Benzyl 3-[(E)-2-nitro­benzyl­idene]dithio­carbazate

Abstract

The title compound, C₁₅H₁₃N₃O₂S₂, was obtained from a condensation reaction of benzyl dithio­carbazate and 2-nitro­benzaldehyde. In the mol­ecule, the nearly planar dithio­carbazate fragment [r.m.s deviation = 0.0264 Å] is oriented at dihedral angles of 7.25 (17) and 74.09 (9)°with respect to the two benzene rings. The nitro group is twisted by a dihedral angle of 22.4 (7)° to the attached benzene ring. The nitro­benzene ring and dithio­carbazate fragment are located on the opposite sides of the C=N bond, showing an E configuration. In the crystal, mol­ecules are linked via inter­molecular N—H⋯S hydrogen bonds, forming centrosymmetric supra­molecular dimers. Weak C—H⋯π inter­action is also observed in the crystal structure.

Related literature

For applications of hydrazone and its derivatives in the biological field, see: Okabe et al. (1993 ▶); Hu et al. (2001 ▶). For related structures, see: Shan et al. (2006 ▶, 2008a ▶,b ▶, 2011 ▶).
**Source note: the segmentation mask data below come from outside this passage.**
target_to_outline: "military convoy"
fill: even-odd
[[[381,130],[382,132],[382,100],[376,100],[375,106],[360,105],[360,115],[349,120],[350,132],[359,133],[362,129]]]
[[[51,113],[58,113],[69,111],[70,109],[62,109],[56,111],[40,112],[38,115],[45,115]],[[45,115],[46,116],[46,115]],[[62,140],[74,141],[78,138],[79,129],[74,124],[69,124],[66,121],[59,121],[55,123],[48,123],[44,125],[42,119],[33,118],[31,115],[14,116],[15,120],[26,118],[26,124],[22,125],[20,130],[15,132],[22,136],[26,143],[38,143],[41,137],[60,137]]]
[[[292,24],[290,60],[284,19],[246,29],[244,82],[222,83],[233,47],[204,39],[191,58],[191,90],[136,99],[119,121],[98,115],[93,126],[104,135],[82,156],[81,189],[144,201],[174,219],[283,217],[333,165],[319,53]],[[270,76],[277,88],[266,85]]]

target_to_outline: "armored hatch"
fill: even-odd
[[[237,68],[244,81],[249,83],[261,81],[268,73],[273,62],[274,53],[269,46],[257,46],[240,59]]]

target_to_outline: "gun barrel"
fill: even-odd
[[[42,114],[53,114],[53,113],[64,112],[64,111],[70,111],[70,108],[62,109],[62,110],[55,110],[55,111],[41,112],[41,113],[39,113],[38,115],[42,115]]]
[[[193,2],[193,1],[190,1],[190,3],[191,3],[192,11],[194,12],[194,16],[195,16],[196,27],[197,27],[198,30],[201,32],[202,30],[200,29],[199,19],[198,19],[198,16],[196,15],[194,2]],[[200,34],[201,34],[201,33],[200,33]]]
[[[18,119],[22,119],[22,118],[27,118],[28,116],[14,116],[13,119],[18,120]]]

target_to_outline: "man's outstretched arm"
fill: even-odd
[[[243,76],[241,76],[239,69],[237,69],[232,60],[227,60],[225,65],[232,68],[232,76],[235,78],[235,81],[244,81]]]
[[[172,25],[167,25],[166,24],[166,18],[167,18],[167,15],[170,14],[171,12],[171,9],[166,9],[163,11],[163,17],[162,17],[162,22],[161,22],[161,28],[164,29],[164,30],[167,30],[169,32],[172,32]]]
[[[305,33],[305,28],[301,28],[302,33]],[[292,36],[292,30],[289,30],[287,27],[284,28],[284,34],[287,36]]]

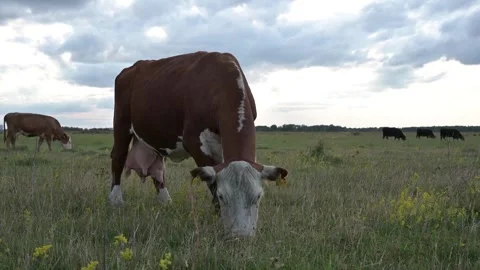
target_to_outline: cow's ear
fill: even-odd
[[[197,167],[191,170],[190,175],[193,178],[200,177],[202,181],[205,181],[211,184],[213,181],[215,181],[215,176],[217,175],[217,173],[215,172],[212,166],[205,166],[205,167]]]
[[[275,181],[278,178],[284,179],[288,175],[288,171],[281,167],[275,166],[263,166],[261,170],[262,179],[268,179],[270,181]]]

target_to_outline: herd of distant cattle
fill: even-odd
[[[387,140],[389,137],[393,137],[395,140],[407,139],[405,134],[403,134],[402,130],[399,128],[384,127],[382,128],[382,134],[383,134],[383,139],[387,139]],[[433,134],[433,130],[428,128],[417,128],[416,138],[419,139],[421,137],[426,137],[430,139],[436,138],[435,134]],[[454,140],[458,140],[458,139],[462,141],[465,140],[462,133],[460,133],[460,131],[456,128],[440,128],[440,140],[446,140],[448,137]]]
[[[206,183],[227,238],[253,236],[263,197],[261,180],[285,180],[288,171],[257,161],[255,100],[245,74],[230,53],[194,52],[159,60],[139,60],[115,77],[111,205],[123,205],[122,173],[150,176],[161,203],[171,201],[165,159],[189,157],[192,179]],[[59,141],[72,149],[57,119],[34,113],[4,117],[4,143],[15,148],[19,135]],[[431,130],[417,137],[434,138]],[[463,140],[458,130],[443,128],[441,139]],[[383,137],[405,140],[398,128],[383,128]]]

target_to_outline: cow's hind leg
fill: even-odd
[[[42,146],[43,140],[44,140],[44,138],[41,137],[41,136],[38,138],[38,145],[37,145],[37,151],[38,152],[40,152],[40,146]]]
[[[10,133],[7,131],[7,130],[4,130],[3,132],[6,132],[5,134],[5,145],[7,147],[7,149],[10,148]]]
[[[12,144],[12,149],[15,150],[15,141],[17,140],[17,136],[13,134],[13,136],[10,136],[10,143]]]
[[[113,148],[111,152],[112,186],[110,195],[108,196],[111,205],[121,206],[124,203],[120,181],[123,167],[127,159],[128,146],[132,138],[128,125],[128,123],[117,122],[113,131]]]

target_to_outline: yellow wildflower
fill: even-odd
[[[200,176],[196,176],[195,178],[192,179],[192,184],[200,185],[201,183],[202,183],[202,179],[200,179]]]
[[[133,251],[130,248],[126,248],[125,250],[120,251],[120,256],[125,261],[131,260],[133,257]]]
[[[281,186],[281,187],[284,187],[284,186],[287,186],[288,183],[287,183],[287,180],[285,178],[278,178],[276,181],[275,181],[275,184],[277,186]]]
[[[81,270],[94,270],[97,267],[98,261],[91,261],[87,266],[82,267]]]
[[[119,234],[117,236],[115,236],[115,246],[118,246],[119,243],[122,243],[122,244],[126,244],[128,242],[128,239],[125,237],[125,235],[122,234]]]
[[[30,211],[28,211],[28,209],[25,209],[25,211],[23,211],[23,216],[25,217],[25,222],[30,223]]]
[[[160,260],[158,264],[161,269],[165,270],[168,269],[168,266],[172,264],[172,254],[170,252],[165,253],[163,255],[163,259]]]
[[[52,247],[52,245],[44,245],[44,246],[41,246],[41,247],[37,247],[35,248],[35,251],[33,252],[33,257],[34,258],[38,258],[38,257],[48,257],[48,250]]]

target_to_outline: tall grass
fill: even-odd
[[[233,242],[207,188],[190,186],[192,159],[167,164],[170,205],[132,174],[114,208],[110,135],[42,148],[34,182],[22,137],[0,149],[0,269],[480,269],[480,137],[409,135],[260,133],[258,160],[287,168],[289,185],[264,183],[257,236]]]

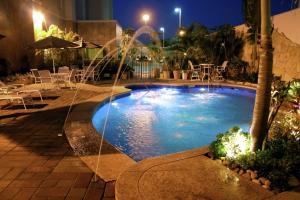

For the synthesis, see: Hu et al. (2001 ▶).

Experimental

Crystal data

• C₁₅H₁₃N₃O₂S₂

• M _r = 331.40

• Monoclinic,

• a = 4.673 (2) Å

• b = 28.498 (6) Å

• c = 11.735 (5) Å

• β = 94.070 (4)°

• V = 1558.8 (10) ų

• Z = 4

• Mo Kα radiation

• μ = 0.35 mm⁻¹

• T = 294 K

• 0.38 × 0.25 × 0.23 mm

Data collection

• Rigaku R-AXIS RAPID IP diffractometer

• Absorption correction: multi-scan (ABSCOR; Higashi, 1995 ▶) T _min = 0.87, T _max = 0.94

• 6957 measured reflections

• 2814 independent reflections

• 1925 reflections with I > 2σ(I)

• R _int = 0.041

Refinement

• R[F ² > 2σ(F ²)] = 0.055

• wR(F ²) = 0.147

• S = 1.05

• 2814 reflections

• 199 parameters

• H-atom parameters constrained

• Δρ_max = 0.63 e Å⁻³

• Δρ_min = −0.47 e Å⁻³

Data collection: PROCESS-AUTO (Rigaku, 1998 ▶); cell refinement: PROCESS-AUTO; data reduction: CrystalStructure (Rigaku/MSC, 2002 ▶); program(s) used to solve structure: SIR92 (Altomare et al., 1993 ▶); program(s) used to refine structure: SHELXL97 (Sheldrick, 2008 ▶); molecular graphics: ORTEP-3 for Windows (Farrugia, 1997 ▶); software used to prepare material for publication: WinGX (Farrugia, 1999 ▶).

Supplementary Material

Supplementary material file. DOI: 10.1107/S1600536811028686/xu5268Isup3.cml

Additional supplementary materials: crystallographic information; 3D view; checkCIF report

Table 1. Hydrogen-bond geometry (Å, °).

Cg is the centroid of the C10–C15 ring.

D—H⋯A	D—H	H⋯A	D⋯A	D—H⋯A
N2—H2⋯S1i	0.86	2.51	3.359 (3)	171
C9—H9B⋯Cgii	0.97	2.50	3.410 (4)	156

Symmetry codes: (i) ; (ii) .

supplementary crystallographic information

Comment

Hydrazone and its derivatives have shown the potential application in the biological field (Okabe et al., 1993; Hu et al., 2001). As part of the ongoing investigation on anti-cancer compounds, the title compound has recently been prepared in our laboratory and its crystal structure is presented here.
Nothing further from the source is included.